The poverty of having a child with too little to eat and no place to sleep, no air, sunlight and space to breathe, bask, and grow.

The poverty of watching your child suffer hunger or get sicker and sicker and not knowing what to do or how to get help because you don’t have another dime or a car, money, or health insurance.

The poverty of working your fingers to the bone every day taking care of somebody else’s children and neglecting your own, and still not being able to pay your bills.

The poverty of having a job which does not let you afford a stable place to live and being terrified you’ll become homeless and lose your children to foster care.

The poverty of losing your job, running out of unemployment benefits, and no other help in sight.

The poverty of working all your life caring for your own children and having to start all over again caring for the grandchildren you love.

The poverty of earning a college degree, having children, opening a day care center, and taking home $300 a week—or a month—if you’re lucky.

The poverty of loneliness and isolation and alienation—having no one to call or visit, tell you where to get help, assist you in getting it, or care if you’re living or dead.

The poverty of having too much and sharing too little and having the burden of nothing to carry.

The poverty of convenient blindness and deafness and indifference to others.

The poverty of low aim and paltry purpose, of weak will and tiny vision, of big meetings and small actions, of loud talk and sullen grudging service.

The poverty of believing in nothing, standing for nothing, sharing nothing, sacrificing nothing, struggling with others for nothing.

The poverty of pride and ingratitude for God’s gifts of life and children and family and freedom and home and country and not wanting for others what you want for yourself.

The poverty of greed for more and more and more, ignoring, blaming, and exploiting the needy, and taking from the weak to please the strong.

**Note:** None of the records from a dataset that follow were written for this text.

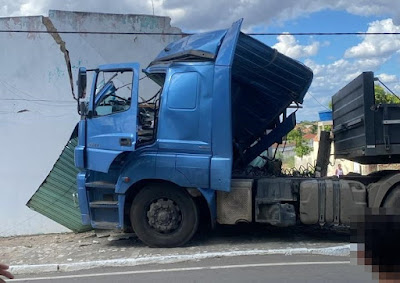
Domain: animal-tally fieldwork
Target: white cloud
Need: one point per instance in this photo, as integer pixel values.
(377, 45)
(386, 78)
(208, 14)
(288, 45)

The poverty of addiction to more and more things; drugs, drink, work, self, violence, power, fleeting fame, and an unjust status quo.

The poverty of fear which keeps you from doing the thing you think is right.

The poverty of convenient ignorance about the needs of those around you and of despair and cynicism.

God help us end poverty in our time, in all its faces and places, young and old, rural, urban, suburban and small town too, and in every color of humans You have made everywhere.

God help us to end poverty in our time in all its guises—inside and out—physical and spiritual, so that all our and Your children may live the lives that you intend.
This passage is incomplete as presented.